Jennifer Drake, Eric Baugin, Jean Topart, Jean Valmont, Gérard Hernandez
Director: René Laloux
“On a faraway planet where blue giants rule, oppressed humanoids rebel against their machine-like leaders” (IMDb).
»Currently streaming on HBO Max«
What to Expect
Paul Bunyan aliens with Babe-the-blue-ox skin
The no-pants dance
Why You Should Watch It
This French adaptation of the 1957 novel Oms en série stands out for its animation style and Alice-in-Wonderland-level worldbuilding. It earned the Special Jury Prize at Cannes for originality, and is a clear allegory for animal rights (and some argue human rights as well). There’s no other sci-fi film quite like it.
Rainy Day Flick (C)
My initial thought when I began watching Fantastic Planet (La planète sauvage in its original French) was that I was seeing an homage to Monty Python‘s animated interludes (such as this one that predates Fantastic Planet by two years). Both employ a stop-motion technique known as cutout animation, giving the characters stiff, fixed movements. They also both use fantastical landscapes and trippy scenarios in a way that only convinces me that everyone was on drugs in that era.
But that’s about where the similarities end. Monty Python is comedic photomontage, while Fantastic Planet is an originally animated, weighty sci-fi film about humans rising up against an advanced alien race.
No time is wasted in drawing parallels between the alien treatment of humans and human treatment of animals. The beginning shows a human mother being tortured to death by a careless young Traag alien, who is gargantuan in comparison.
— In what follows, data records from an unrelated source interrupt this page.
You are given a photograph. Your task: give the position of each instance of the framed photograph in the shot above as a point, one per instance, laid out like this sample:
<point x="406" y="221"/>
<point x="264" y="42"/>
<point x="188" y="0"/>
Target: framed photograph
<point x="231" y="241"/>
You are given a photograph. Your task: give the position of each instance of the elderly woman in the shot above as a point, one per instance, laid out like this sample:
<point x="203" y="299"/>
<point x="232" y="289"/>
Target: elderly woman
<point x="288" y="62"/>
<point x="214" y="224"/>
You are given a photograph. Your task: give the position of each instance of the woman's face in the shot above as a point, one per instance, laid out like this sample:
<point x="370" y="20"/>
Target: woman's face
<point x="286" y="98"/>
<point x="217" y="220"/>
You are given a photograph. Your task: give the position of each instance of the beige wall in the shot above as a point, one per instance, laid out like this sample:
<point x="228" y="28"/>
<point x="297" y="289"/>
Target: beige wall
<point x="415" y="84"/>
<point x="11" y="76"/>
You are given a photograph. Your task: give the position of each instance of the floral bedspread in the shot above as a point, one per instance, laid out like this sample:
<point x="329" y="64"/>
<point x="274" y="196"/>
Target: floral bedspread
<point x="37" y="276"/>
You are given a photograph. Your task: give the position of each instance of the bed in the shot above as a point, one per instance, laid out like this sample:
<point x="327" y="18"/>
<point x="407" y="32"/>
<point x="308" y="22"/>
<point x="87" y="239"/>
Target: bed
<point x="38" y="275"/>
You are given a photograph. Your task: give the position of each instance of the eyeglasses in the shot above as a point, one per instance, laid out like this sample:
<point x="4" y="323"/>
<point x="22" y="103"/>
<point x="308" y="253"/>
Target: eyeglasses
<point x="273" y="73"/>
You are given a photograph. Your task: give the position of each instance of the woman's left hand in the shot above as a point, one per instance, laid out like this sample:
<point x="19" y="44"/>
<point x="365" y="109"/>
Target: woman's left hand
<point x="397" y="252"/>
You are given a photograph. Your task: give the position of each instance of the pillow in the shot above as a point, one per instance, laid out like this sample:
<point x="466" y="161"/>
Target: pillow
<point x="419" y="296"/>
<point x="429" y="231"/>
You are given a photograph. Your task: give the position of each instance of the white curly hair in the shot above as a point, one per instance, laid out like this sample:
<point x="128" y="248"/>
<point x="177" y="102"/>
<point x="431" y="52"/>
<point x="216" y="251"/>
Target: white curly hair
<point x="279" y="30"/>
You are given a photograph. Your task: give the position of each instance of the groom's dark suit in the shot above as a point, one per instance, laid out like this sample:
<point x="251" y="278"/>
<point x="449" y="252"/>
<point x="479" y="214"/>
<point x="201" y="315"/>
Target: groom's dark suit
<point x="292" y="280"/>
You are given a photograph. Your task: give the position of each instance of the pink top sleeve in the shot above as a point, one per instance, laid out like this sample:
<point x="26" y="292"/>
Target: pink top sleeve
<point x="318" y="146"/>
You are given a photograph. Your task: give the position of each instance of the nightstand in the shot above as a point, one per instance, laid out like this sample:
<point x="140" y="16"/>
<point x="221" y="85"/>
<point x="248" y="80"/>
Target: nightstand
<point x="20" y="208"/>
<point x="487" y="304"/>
Other Traags pit their humans (AKA Oms) against each other, give them silly names, dress them in ridiculous outfits, and force them to perform tricks, much like some humans here on Earth do to their pets. Wild Oms are considered pests and regularly slaughtered. They’re also not considered intelligent, until the main Om, Terr (Baugin/Valmont), runs away with his Traag’s educational headset, which is eventually used to learn Traag technology.
Wanting to live away from persecution, the Oms use their new knowledge to build a rocket that takes them to the Wild Planet, a moon of the Traags’ home planet, Ygam. But there they discover massive statues that the Traags use in some strange-yet-horrifying mating tango with other aliens. The Oms begin destroying the statues and the Traags call a truce, partly in desperation to save their species, but also as an acknowledgement that Oms were more intelligent and deserving of respect than they had realized.
While I wasn’t enthralled by the movie’s plot, I did love seeing the avant-garde creativity of the creatures and environments on Ygam: ice crystals that shatter with a whistle, ribbons of earth that spring into arches in the rain, reeds that crack like whips, a yellow road that moves like a conveyor belt. It reminded me of the first time I read The Hitchhiker’s Guide to the Galaxy, and I was fascinated by Douglas Adams’s envisioning of things like a character that was “a super-intelligent shade of the color blue,” or how the restaurant at the end of the universe existed at a place in time, instead of a physical location.
Yes, the surreal imaginings in Fantastic Planet appear to be 100% fueled by psychedelics, but it’s that flagrant disregard for real-world logic that makes it so enjoyable. It’s the very reason so many people love Alice in Wonderland, and part of why I loved the Hitchhiker series so much (the other part being the humor, of course). It doesn’t bother to reason out why things happen the way they do. It’s just there for you to marvel at, the way children marvel every day at the magic of our own world.